Any educator addressing the climate crisis will need to have strategies for supporting their learners’ emotional responses to climate change, and for taking care of their own wellbeing. In this section of the course, you’ll consider the impact of climate anxiety and how learners can be supported in coping with it, and you’ll explore some strategies for taking care of your own wellbeing.
There is a growing awareness of the anxiety and distress that people experience around the climate and ecological crises, even when they have yet to experience their effects personally. Various terms are used to describe these feelings, including climate anxiety, climate distress, eco-anxiety, eco-despair, eco-depression, solastalgia and climate grief.
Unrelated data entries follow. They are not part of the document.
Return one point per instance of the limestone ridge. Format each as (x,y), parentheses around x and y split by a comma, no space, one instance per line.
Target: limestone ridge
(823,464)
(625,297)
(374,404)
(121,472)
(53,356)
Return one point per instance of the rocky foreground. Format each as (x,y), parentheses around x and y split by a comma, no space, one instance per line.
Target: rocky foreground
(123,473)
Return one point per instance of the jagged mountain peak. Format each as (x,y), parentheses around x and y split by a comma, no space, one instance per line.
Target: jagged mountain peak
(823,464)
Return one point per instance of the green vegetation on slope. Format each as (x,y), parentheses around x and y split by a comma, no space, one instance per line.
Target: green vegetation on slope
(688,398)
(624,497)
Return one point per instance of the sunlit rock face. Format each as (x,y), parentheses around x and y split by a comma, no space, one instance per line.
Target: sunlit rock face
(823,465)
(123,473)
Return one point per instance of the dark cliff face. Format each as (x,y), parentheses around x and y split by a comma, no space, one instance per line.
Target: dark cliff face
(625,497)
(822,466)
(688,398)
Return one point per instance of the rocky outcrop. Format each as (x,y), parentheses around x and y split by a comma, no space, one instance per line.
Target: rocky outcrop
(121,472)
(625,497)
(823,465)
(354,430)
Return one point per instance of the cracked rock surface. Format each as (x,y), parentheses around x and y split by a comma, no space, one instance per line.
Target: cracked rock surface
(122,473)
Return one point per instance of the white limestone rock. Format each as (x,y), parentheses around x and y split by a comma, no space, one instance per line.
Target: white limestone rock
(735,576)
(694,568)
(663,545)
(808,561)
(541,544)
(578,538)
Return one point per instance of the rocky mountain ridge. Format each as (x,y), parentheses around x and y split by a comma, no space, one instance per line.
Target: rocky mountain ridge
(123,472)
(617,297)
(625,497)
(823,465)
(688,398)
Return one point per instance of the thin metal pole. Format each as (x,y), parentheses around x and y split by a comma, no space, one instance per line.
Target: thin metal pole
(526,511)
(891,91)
None of these terms adequately capture the range of emotions that people feel, which might include fear, grief, guilt, shame, stress and anger, as well as anxiety.
Researchers have identified multiple, overlapping forms of anxiety and depression in relation to climate change. At their most severe, they can lead to a complete inability to enjoy life, and to thoughts of suicide. Common feelings include a sense of hopelessness and powerlessness.
Some groups are more prone to anxiety and distress than others, including people whose livelihoods and identities are closely connected with the land and those who experience natural disaster in early childhood (Hrabok, Delorme and Agyapong, 2020). While young people and women report higher levels of climate anxiety than other groups, Pihkala (2020) suggests this may be because it is repressed and under-reported. This can be accompanied by an unhelpful tendency to dismiss others’ anxiety as overreaction. Those considering parenthood or thinking about their grandchildren also report greater anxiety.
There’s increasing concern about the extent of climate anxiety in young people and its impact on their day-to-day lives. A survey of 10,000 16- to 25-year-olds across 10 countries found that respondents in all countries were worried about climate change, and 59% were extremely worried (Hickman et al., 2021). A perceived failure of governments exacerbates the distress. The extent of anxiety and its impact on young people’s ability to function is worst in the Global South, where climate change has the greatest impact.
Psychologist Caroline Hickman (2020) describes the additional burden experienced by children, saying that what frightens them most is the failure of adults to take climate change seriously, while simultaneously dismissing, pathologising or even criminalising their attempts to make their voices heard.
Activity 2 Coping with emotions
Part 1
Watch the following video, which focuses on the anxiety that children and young people experience in relation to the climate emergency.
Transcript: Video 2 How to talk with children about climate change
Part 2
Reflect on your own experience since starting this course. In the box below, note the different emotions that thinking about the climate emergency has prompted for you. If you feel comfortable doing so, you could share your list of emotions with a trusted friend, family member or colleague.
Part 3
If you’re an educator, in the broadest sense of the term, reflect on the extent to which you feel equipped to support your learners in coping with emotions related to the climate emergency and any strategies you’ve used to date (where relevant).